Lockdown 2 much more debatable IMO

Alan Elgey
Alan Elgey
7 months ago
Reply to  j watson

“It’s also debatable if the Lockdowns could have been a bit more region/area specific – although one assumes the reason they didn’t go that way was because deemed too difficult to administer such variability.”
They proved the difficulty in Lockdown 2. Remember the village with two pubs, one open and one closed, simply because the relevant administrative district boundary ran through the middle of the village. Madness.

Tom Hedger
Tom Hedger
7 months ago
Reply to  j watson

No it wasn’t

Charles Stanhope
Charles Stanhope
7 months ago
Reply to  Jim Veenbaas

Lord Jonathan Sumption KS, and many on this forum certainly did NOT support the ‘lockdowns’.
It was patently obvious that the venal Cummings and chaotic Boris were in an advanced stage of abject FUNK!
Both were, and still are, a disgrace to England’s good name.

Hugh Bryant
Hugh Bryant
7 months ago
Reply to  j watson

Yes, a short lockdown was justified until we understood the disease. The failure to isolate the care homes was a much bigger error.

Charles Stanhope
Charles Stanhope
7 months ago
Reply to  Hugh Bryant

I disagree, we should have waited until the facts were clear, as Lord Jonathan Sumption KS did.
“More haste, less speed” as we used to say.

Mark Goodhand
Mark Goodhand
7 months ago
Reply to  Hugh Bryant

We understood it well enough before lockdowns: the old and sick were at risk; most others people weren’t.

Norman Powers
Norman Powers
7 months ago
Reply to  Hugh Bryant

The idea that nobody could have known needs to die.
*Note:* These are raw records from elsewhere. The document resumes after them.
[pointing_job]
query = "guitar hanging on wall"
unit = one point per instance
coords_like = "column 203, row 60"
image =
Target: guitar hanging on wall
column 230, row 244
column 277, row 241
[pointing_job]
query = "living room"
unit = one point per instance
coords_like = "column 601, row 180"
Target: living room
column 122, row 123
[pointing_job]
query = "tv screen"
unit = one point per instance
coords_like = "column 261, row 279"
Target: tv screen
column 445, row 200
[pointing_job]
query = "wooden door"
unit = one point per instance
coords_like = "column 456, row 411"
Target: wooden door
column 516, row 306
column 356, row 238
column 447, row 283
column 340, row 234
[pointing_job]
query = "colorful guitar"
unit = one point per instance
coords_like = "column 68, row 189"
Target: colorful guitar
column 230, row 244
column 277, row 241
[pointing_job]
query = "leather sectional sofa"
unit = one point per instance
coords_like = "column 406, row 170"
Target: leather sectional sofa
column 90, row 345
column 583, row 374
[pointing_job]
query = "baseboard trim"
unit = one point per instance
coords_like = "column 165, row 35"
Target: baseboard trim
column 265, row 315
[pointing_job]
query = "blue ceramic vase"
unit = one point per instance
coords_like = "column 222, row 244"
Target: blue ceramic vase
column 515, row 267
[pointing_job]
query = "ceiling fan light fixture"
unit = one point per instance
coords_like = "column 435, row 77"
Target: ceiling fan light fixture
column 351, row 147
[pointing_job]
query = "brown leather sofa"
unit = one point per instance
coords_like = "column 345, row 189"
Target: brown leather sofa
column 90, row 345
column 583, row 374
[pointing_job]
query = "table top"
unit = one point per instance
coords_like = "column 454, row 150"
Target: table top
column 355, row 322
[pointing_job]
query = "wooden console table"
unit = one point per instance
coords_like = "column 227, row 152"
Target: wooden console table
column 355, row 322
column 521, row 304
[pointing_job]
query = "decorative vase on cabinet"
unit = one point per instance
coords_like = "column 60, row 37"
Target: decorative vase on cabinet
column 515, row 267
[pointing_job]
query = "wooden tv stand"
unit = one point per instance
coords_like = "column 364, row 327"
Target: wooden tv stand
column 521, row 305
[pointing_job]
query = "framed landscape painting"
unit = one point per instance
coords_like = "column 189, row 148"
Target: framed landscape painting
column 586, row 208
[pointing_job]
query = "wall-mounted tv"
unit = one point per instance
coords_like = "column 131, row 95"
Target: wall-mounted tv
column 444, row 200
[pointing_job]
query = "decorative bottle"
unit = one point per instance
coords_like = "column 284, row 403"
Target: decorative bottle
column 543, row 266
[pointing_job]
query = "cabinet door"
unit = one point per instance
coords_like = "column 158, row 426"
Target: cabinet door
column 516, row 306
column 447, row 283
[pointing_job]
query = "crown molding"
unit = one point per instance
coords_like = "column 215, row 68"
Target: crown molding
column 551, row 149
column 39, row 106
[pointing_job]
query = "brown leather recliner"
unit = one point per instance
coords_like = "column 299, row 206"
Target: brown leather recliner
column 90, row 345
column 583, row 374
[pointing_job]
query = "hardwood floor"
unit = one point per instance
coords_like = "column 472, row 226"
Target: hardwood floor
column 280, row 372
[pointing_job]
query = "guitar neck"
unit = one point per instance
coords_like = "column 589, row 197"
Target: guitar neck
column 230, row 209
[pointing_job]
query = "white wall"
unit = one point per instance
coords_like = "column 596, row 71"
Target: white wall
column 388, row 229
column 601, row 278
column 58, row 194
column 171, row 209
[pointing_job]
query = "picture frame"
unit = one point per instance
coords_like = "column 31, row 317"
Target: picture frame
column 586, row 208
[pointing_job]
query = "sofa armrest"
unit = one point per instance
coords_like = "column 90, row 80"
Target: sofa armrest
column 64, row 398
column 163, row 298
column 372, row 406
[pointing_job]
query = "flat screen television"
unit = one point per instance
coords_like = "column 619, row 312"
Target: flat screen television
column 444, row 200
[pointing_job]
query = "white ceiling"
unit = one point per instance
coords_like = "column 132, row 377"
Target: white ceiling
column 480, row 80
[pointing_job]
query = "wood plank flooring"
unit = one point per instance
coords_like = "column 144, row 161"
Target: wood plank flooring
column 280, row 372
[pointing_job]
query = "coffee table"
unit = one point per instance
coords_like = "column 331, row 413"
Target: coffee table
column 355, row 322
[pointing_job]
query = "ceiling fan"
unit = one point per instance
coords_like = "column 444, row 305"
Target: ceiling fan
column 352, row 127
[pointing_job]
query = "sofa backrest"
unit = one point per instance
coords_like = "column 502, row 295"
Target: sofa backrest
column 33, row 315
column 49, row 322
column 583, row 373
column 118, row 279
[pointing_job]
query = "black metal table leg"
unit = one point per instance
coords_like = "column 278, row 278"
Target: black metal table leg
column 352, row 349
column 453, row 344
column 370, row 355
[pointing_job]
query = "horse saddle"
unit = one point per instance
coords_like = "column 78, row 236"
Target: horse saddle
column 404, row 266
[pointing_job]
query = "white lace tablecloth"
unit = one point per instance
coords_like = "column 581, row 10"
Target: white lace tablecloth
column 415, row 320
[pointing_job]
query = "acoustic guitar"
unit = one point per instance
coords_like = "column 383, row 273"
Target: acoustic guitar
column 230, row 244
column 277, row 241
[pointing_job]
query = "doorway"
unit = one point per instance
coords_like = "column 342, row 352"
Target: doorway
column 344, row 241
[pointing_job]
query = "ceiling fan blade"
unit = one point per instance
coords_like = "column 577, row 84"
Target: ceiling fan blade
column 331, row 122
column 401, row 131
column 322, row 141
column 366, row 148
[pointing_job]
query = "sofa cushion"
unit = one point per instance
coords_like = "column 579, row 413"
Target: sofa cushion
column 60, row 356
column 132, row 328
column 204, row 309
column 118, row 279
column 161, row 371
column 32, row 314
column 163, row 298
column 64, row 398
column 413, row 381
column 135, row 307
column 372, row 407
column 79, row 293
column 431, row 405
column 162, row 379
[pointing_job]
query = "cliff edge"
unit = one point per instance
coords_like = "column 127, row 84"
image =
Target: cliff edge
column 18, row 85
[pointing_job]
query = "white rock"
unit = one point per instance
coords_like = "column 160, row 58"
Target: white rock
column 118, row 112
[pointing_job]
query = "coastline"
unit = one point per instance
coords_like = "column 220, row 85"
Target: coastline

SARS-CoV-2 was an ordinary respiratory virus that acts like all the others do, and this was known from day one, including by the scientists that birthed it. The idea that we started from a blank canvas here is a popular idea, but it’s not true.
Lockdowns were explicitly written off by public health planning exercises before 2020 because it was obvious they wouldn’t work. These viruses can move large distances on air currents and remain infectious. They can float in clouds for long periods. People can generate these clouds without getting seriously sick. You can’t stop the spread of a virus like that with 21st century tech, it’s impossible.

Lesley van Reenen
Lesley van Reenen
7 months ago
Reply to  j watson

Laugh out loud. Do you know how small a virus is?

Dumetrius
Dumetrius
7 months ago
Reply to  j watson

Yeah, I think that’s reasonable. We were at a time where a government has to ‘do something, do anything’ or consign itself to irrelevance. And a government as bad as we had was going to take was going to take a ‘centre of the pack’ option.

Mark Goodhand
Mark Goodhand
7 months ago
Reply to  Dumetrius

What do you mean, “consign itself to irrelevance”?

If we’d stuck to the Swedish approach, the left wing media would have carried on ranting, but impotently.

With his combination of character and “stonking majority”, Boris was well placed to pursue a Keep Calm and Carry on approach. He tried it for a while, before caving.

There was no need for daily briefings. There was no need for Nudge Units. There was no need for mass testing. There was certainly no need for lockdowns.

Dumetrius
Dumetrius
7 months ago
Reply to  Mark Goodhand

And where is Mr Johnson and his stonking great character these days?

I fear that silence in the face of crisis is very dangerous for any government, particularly in this era.

Even in cases where it would be better to do nothing.

There are factors in Sweden that favoured their approach, including low population density and a taciturn national character.

Doubt that could have worked, in London and the SE particularly.

Last edited 7 months ago by Dumetrius
Frank McCusker
Frank McCusker
7 months ago

Rich white comfortable middle-class Oxbridge bloke still banging on about “lockdowns”.
It was his one shot at experiencing “tyranny”, and by God we’re never going to hear the end of his part in the, er, “struggle”.
What a bunch of hyper-ventilating cissies.